Şirketler Neden İmtiyazlı Paylar Sağlıyor?
Tercih edilen hisse senetleri tahvil ihraçlarına benzer şekilde davransa da, istikrarlı bir temettü ödemesi ve değerinin genellikle dalgalanmaması nedeniyle, bir özsermaye sorunu olarak kabul edilir. Borç sorunları yerine özkaynak teklif eden şirketler daha düşük bir borç / özsermaye oranı elde edebilir ve bu nedenle yeni yatırımcıların gelecekteki finansman ihtiyaçları ile ilgili olarak daha fazla kaldıraç elde edebilirler.
Bir şirketin borç / sermaye oranı, bir işletmenin finansal istikrarını analiz etmek için kullanılan en yaygın metriklerden biridir. Bu sayı ne kadar düşük olursa, işletme yatırımcılara o kadar çekici görünür. Ayrıca, tahvil ihraçları potansiyel alıcılar için kırmızı bir bayrak olabilir, çünkü bir şirketin finansal koşulları ne olursa olsun, borç yükümlülükleri için kesin geri ödemelere uyulmalıdır. İmtiyazlı hisse senetleri, özsermaye sorunları olduğu için aynı borç geri ödemesine ilişkin yönergeleri takip etmez.
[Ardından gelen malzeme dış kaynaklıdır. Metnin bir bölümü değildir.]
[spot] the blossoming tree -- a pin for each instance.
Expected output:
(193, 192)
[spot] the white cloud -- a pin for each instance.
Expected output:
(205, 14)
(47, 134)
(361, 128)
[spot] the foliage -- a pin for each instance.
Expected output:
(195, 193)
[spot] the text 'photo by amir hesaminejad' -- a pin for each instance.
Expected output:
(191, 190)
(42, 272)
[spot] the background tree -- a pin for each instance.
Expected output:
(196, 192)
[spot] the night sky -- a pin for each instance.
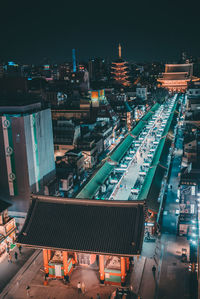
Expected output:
(147, 30)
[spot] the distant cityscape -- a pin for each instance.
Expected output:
(99, 178)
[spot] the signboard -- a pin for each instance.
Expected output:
(58, 270)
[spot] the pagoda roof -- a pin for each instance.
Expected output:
(120, 61)
(89, 226)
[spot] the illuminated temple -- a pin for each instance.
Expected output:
(120, 70)
(84, 232)
(177, 77)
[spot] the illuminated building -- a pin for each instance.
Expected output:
(74, 60)
(120, 70)
(7, 228)
(26, 148)
(177, 77)
(84, 232)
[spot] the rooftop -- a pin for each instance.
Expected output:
(91, 226)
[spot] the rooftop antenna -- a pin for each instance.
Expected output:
(120, 51)
(74, 60)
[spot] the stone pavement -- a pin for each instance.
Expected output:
(32, 274)
(8, 270)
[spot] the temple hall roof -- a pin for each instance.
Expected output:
(91, 226)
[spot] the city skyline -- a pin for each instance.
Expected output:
(146, 31)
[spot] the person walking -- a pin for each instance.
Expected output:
(79, 287)
(27, 291)
(154, 270)
(83, 287)
(16, 255)
(20, 249)
(9, 257)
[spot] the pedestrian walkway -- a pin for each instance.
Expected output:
(9, 269)
(32, 275)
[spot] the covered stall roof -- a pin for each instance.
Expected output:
(156, 160)
(96, 181)
(89, 226)
(103, 173)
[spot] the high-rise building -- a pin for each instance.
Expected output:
(177, 77)
(26, 149)
(120, 70)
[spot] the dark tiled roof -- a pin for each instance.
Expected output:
(91, 226)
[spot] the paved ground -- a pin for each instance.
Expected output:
(132, 175)
(174, 277)
(8, 270)
(32, 275)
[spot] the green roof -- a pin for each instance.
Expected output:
(150, 175)
(96, 181)
(90, 189)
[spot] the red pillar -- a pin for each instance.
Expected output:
(75, 257)
(127, 264)
(49, 254)
(123, 271)
(65, 262)
(46, 261)
(101, 268)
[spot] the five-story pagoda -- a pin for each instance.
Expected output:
(120, 70)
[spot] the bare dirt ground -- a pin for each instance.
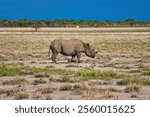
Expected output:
(123, 62)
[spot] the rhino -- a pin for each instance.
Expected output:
(72, 47)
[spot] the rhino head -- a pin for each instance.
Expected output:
(90, 52)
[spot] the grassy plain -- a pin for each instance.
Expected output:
(121, 69)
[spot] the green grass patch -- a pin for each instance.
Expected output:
(134, 80)
(21, 95)
(17, 69)
(15, 81)
(39, 81)
(93, 74)
(66, 87)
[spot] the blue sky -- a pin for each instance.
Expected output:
(114, 10)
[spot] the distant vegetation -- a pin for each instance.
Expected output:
(72, 23)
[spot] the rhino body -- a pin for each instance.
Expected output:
(73, 48)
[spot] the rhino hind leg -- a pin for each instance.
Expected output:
(78, 57)
(55, 53)
(54, 58)
(73, 58)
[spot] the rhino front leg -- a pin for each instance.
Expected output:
(78, 56)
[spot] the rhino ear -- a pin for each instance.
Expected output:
(88, 45)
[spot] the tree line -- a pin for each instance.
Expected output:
(73, 23)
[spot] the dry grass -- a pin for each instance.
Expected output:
(123, 53)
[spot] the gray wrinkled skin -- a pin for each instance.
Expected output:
(73, 48)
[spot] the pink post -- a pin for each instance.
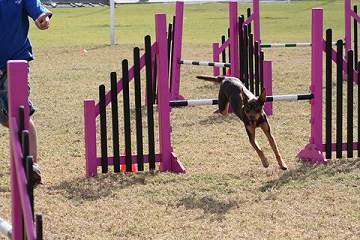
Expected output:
(216, 70)
(256, 12)
(312, 151)
(234, 41)
(18, 95)
(347, 12)
(175, 88)
(90, 138)
(268, 85)
(169, 161)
Şirketler ayrıca çağrı özellikleri için imtiyazlı hisse değerlerine de değer verebilirler. Tercih edilen stokların çoğu olmasa da çoğu stoklanabilir. Belirlenen bir tarihten sonra ihraççı, önemli faiz oranı riskini veya fırsat maliyetini önlemek için hisse senetlerini nominal değerde çağırabilir.
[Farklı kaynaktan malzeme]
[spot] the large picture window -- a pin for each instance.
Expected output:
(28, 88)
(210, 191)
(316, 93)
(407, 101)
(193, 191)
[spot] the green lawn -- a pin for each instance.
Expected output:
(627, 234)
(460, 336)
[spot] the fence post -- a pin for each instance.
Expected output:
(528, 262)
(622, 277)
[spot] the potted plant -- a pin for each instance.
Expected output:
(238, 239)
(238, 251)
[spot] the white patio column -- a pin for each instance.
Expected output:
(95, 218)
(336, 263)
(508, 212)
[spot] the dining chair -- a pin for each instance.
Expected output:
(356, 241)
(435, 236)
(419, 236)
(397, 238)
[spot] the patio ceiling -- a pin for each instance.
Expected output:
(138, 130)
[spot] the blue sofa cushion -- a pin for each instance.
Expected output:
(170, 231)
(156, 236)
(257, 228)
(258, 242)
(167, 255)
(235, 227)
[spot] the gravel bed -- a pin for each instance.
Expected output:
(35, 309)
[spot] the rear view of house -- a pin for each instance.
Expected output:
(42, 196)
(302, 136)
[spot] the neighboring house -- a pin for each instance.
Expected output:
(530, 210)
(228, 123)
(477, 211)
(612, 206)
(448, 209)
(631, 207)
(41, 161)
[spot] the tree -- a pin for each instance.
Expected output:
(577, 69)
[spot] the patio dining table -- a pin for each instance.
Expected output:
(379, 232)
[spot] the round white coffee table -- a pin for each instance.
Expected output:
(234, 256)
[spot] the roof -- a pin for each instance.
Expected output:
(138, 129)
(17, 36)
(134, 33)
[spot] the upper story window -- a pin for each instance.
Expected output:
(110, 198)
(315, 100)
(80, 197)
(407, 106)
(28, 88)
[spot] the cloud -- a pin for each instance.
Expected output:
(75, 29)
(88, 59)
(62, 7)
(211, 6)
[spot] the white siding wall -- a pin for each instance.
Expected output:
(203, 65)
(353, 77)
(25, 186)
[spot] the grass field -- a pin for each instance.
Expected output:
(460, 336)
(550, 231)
İmtiyazlı hisse senedi sahiplerinin de oy hakkı yoktur. Böylece şirket, kurumsal yapıdaki kontrol dengesini bozmadan imtiyazlı hisse senedi çıkarabilir.
Adi hisseler bir şirket tarafından sunulan en esnek yatırım türü olmasına rağmen, hissedarlara bazı işletme sahiplerinin rahat hissedebileceğinden daha fazla kontrol sağlar. Adi hisseler, pay sahiplerine önemli yönetimsel kararları etkileme fırsatı vererek bir dereceye kadar oy hakkı vermektedir. İşletmelerinde hisse senedi pozisyonları sunarken hissedarlara verdikleri kontrolü sınırlamak isteyen şirketler daha sonra adi hisse senedi için alternatif veya ek olarak tercih edilen hisse senedine dönebilirler. İmtiyazlı hissedarların adi hissedarlar gibi oy kullanma payı yoktur ve bu nedenle kurumsal politika oluşturma kararları ve yönetim kurulu seçimlerinde daha az etkiye sahiptir.
Son olarak, bazı imtiyazlı hisse senetleri düşmanca ele geçirme durumunda "zehir hapı" olarak işlev görür. Bu normalde hisse senediyle ancak faiz değişikliklerini kontrol ederken kullanılabilecek zararlı bir finansal düzenleme şeklini alır.